Music industry has changed and there’s no use in crying about “the good old days”. Now, I have led with this introduction precisely because this quintet uses a whole lot of ingredients in their musical mixture. Back in the day it took a long time and utter dedication to come up with such sonic combinations. That’s where the demos came in, as they gave an opportunity to fix all the glitches and come to a concrete creative solutions.

Don’t get me wrong, this record seems to be completely thought through. Even if the band is just two years old, their debut album offers a very homogenous cocktail of a vast array of influences. Previous experience must have been involved, as the gathering of various genres in one place is executed maturely, leaving no room for wandering particles.

The subject of this review is comprised of a fairly modern groove metal structure. Built upon it, you will find symphonic, gothic black metal, as presented by Cradle Of Filth in their more recent outputs. However, that is not all. Scandinavian sounding, melodic death metal additions are obvious throughout. Think Children Of Bodom. Hence, abundance of melodies, laid on top of a rock solid, heavy grooving and embellished by symphonic keyboard passages. As this is clearly not a release for the narrow minded metal purists, there is no need for warnings about the use of those symphonic pieces. Still, there is a need to point out that those were very skillfully used. At times, they take the lead in the tracks. Other times they are laden as background, so as to build up on the existing foundation and give it a higher sonic impact. Another show of creative skill is built into the vocals. They are used as yet another instrument. Sounds like a cliché, but this time it is actually true. Different types of voices (two members of the band handle the vocals) interchange throughout the whole album following the storyline as within a musical theater piece.

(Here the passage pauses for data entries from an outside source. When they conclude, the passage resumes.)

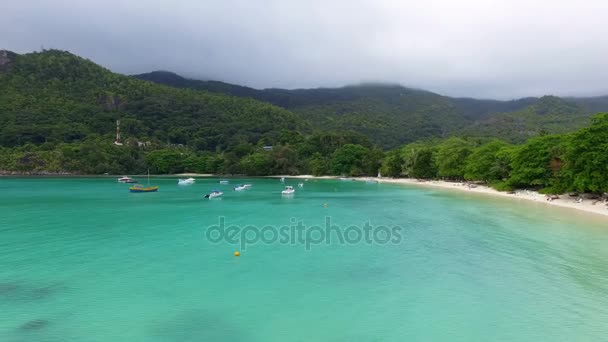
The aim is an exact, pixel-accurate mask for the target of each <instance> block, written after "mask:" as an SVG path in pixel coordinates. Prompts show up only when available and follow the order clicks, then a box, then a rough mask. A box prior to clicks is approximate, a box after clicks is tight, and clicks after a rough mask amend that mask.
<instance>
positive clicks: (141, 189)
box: [129, 170, 158, 192]
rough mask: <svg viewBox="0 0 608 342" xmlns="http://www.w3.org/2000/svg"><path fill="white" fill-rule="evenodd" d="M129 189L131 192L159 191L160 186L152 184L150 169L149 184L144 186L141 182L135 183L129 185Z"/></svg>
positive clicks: (147, 191)
mask: <svg viewBox="0 0 608 342" xmlns="http://www.w3.org/2000/svg"><path fill="white" fill-rule="evenodd" d="M129 191H130V192H157V191H158V186H151V185H150V170H148V185H147V186H143V185H141V184H135V185H133V186H131V187H129Z"/></svg>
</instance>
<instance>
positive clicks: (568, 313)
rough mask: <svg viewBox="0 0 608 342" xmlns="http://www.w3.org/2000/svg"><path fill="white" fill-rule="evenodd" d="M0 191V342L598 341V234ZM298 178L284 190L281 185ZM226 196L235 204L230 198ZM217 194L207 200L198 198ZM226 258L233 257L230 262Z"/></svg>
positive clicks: (554, 211)
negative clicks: (368, 235)
mask: <svg viewBox="0 0 608 342" xmlns="http://www.w3.org/2000/svg"><path fill="white" fill-rule="evenodd" d="M230 182H231V183H230V184H228V185H220V184H218V180H217V179H213V178H208V179H198V180H197V182H196V184H194V185H192V186H178V185H177V180H176V179H169V178H162V179H155V180H154V179H153V181H152V183H155V184H157V185H160V190H159V192H158V193H147V194H132V193H129V192H128V190H127V188H128V185H126V184H118V183H116V181H115V179H114V178H0V316H2V319H0V341H9V342H12V341H231V342H235V341H404V340H418V341H484V340H486V341H487V340H491V341H556V340H560V341H600V340H603V339H605V338H606V336H608V324H606V322H608V266H607V263H606V260H608V221H607V220H605V219H600V218H597V217H594V216H590V215H585V214H578V213H573V212H572V211H571V210H561V209H559V208H545V207H539V206H537V205H533V204H531V203H529V202H518V201H512V200H508V199H502V198H491V197H489V196H479V195H467V194H461V193H454V192H450V191H442V190H438V189H427V188H420V187H413V186H411V187H410V186H400V185H391V184H366V183H363V182H341V181H337V180H310V181H308V182H304V187H303V188H297V187H296V194H295V196H293V197H291V198H285V197H282V196H281V194H280V191H281V190H282V187H283V184H282V183H280V182H279V181H278V180H276V179H239V180H236V179H231V180H230ZM298 182H302V180H287V184H288V185H294V186H295V185H297V183H298ZM238 183H251V184H253V187H252V188H251V189H250V190H248V191H243V192H234V191H232V187H233V186H235V185H236V184H238ZM214 188H217V189H222V190H223V191H225V195H224V197H223V198H221V199H216V200H204V199H203V198H202V195H203V194H204V193H205V192H208V191H209V190H212V189H214ZM219 217H224V218H225V223H226V225H238V226H241V227H245V226H247V225H255V226H258V227H263V226H267V225H270V226H275V227H280V226H284V225H290V224H292V223H293V221H294V220H292V219H294V218H295V219H296V221H300V220H301V221H303V223H304V225H307V226H309V225H318V226H320V227H324V225H325V220H326V218H328V217H329V218H330V219H331V222H332V224H334V225H337V226H340V227H341V229H347V227H349V226H352V225H355V226H359V227H361V226H363V225H364V224H365V223H366V222H369V223H370V224H371V225H372V226H374V227H377V226H379V225H383V226H387V227H394V226H399V227H400V228H402V230H401V233H402V239H401V241H400V242H399V243H397V244H393V243H387V244H379V243H377V241H376V242H373V243H367V242H366V241H364V240H362V241H359V242H357V243H352V244H340V243H338V242H337V241H332V243H329V244H327V243H324V242H323V243H320V244H313V245H311V246H310V248H309V250H307V249H306V248H305V246H304V245H303V244H298V243H295V244H290V243H286V244H281V243H279V242H276V241H275V242H273V243H268V244H265V243H263V242H262V241H258V242H257V243H254V244H252V245H249V246H247V248H246V249H244V250H243V249H241V247H240V246H238V244H235V243H228V242H226V241H223V240H222V241H220V242H219V243H213V242H211V241H208V239H207V236H206V234H205V232H206V228H207V227H210V226H213V225H216V224H218V220H219ZM236 250H241V256H240V257H238V258H237V257H234V256H233V253H234V251H236Z"/></svg>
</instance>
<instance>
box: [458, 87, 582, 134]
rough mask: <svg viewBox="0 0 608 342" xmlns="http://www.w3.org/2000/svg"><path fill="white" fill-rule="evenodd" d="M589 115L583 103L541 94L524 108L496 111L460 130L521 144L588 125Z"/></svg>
mask: <svg viewBox="0 0 608 342" xmlns="http://www.w3.org/2000/svg"><path fill="white" fill-rule="evenodd" d="M591 116H592V115H591V114H590V112H589V111H588V110H586V109H585V108H584V107H583V106H581V105H579V104H577V103H574V102H569V101H566V100H563V99H561V98H559V97H555V96H544V97H542V98H540V99H538V101H536V102H535V103H534V104H532V105H530V106H527V107H525V108H523V109H520V110H517V111H514V112H509V113H496V114H493V115H490V116H488V117H486V118H485V119H483V120H478V121H476V122H475V123H474V124H472V125H470V126H469V127H467V128H466V129H464V130H463V131H462V133H463V134H464V135H468V136H476V137H494V138H500V139H504V140H508V141H511V142H515V143H522V142H525V141H526V140H528V139H529V138H533V137H536V136H540V135H544V134H549V133H565V132H572V131H575V130H576V129H578V128H581V127H584V126H587V125H588V124H589V123H590V122H591V120H590V119H591Z"/></svg>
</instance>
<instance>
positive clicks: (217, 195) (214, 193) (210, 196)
mask: <svg viewBox="0 0 608 342" xmlns="http://www.w3.org/2000/svg"><path fill="white" fill-rule="evenodd" d="M222 195H224V193H223V192H221V191H219V190H213V191H211V192H210V193H208V194H206V195H205V198H209V199H211V198H216V197H221V196H222Z"/></svg>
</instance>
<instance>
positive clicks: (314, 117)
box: [135, 72, 608, 148]
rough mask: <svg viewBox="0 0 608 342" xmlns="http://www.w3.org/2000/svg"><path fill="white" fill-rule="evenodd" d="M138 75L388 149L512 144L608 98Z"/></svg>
mask: <svg viewBox="0 0 608 342" xmlns="http://www.w3.org/2000/svg"><path fill="white" fill-rule="evenodd" d="M135 77H137V78H141V79H146V80H150V81H153V82H157V83H161V84H167V85H171V86H175V87H182V88H192V89H199V90H206V91H210V92H217V93H226V94H231V95H234V96H242V97H250V98H256V99H259V100H262V101H267V102H270V103H273V104H275V105H277V106H281V107H284V108H287V109H289V110H291V111H293V112H295V113H298V114H301V115H302V117H303V118H305V119H307V120H309V121H310V123H311V125H312V126H313V127H315V128H318V129H330V130H334V129H336V130H355V131H357V132H360V133H362V134H365V135H367V136H369V137H370V139H372V141H374V142H375V143H377V144H379V145H380V146H383V147H384V148H392V147H395V146H398V145H400V144H403V143H407V142H411V141H415V140H420V139H428V138H433V137H447V136H451V135H461V136H476V137H500V138H502V139H505V140H507V141H511V142H522V141H524V140H525V139H527V138H530V137H534V136H538V135H540V134H546V133H560V132H563V131H572V130H574V129H577V128H580V127H583V126H585V125H586V124H588V123H589V118H590V117H591V116H592V115H593V114H594V113H596V112H599V111H605V110H608V101H606V100H605V98H601V97H599V98H589V99H585V98H576V99H575V98H572V99H560V98H556V97H553V96H549V97H543V98H540V99H539V98H523V99H519V100H512V101H497V100H477V99H470V98H451V97H447V96H441V95H438V94H435V93H432V92H428V91H423V90H417V89H411V88H406V87H402V86H399V85H389V84H363V85H357V86H347V87H342V88H318V89H296V90H285V89H264V90H257V89H253V88H248V87H241V86H236V85H231V84H228V83H223V82H214V81H198V80H191V79H186V78H183V77H181V76H178V75H175V74H173V73H170V72H152V73H149V74H142V75H136V76H135Z"/></svg>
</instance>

Actually, the whole album seems to be fit for musical theater. Most definitely, it is not an easy listening. However, it flows without a slightest slip. The listener is guided through numerous differing sections that slide one into another perfectly. You might just let go and let it guide you through, losing your focus on details. That is one way to go. Otherwise, you might just be surprised by the sheer scale of these compositions, by simply focusing on what is right in front of you as much as on what is seemingly hidden from plain sight, but still plays a very important role. Ghosts Of Atlantis displays it all, gives you options, takes you on an epic journey, or simply lets you go on one of your own. A band to look out for.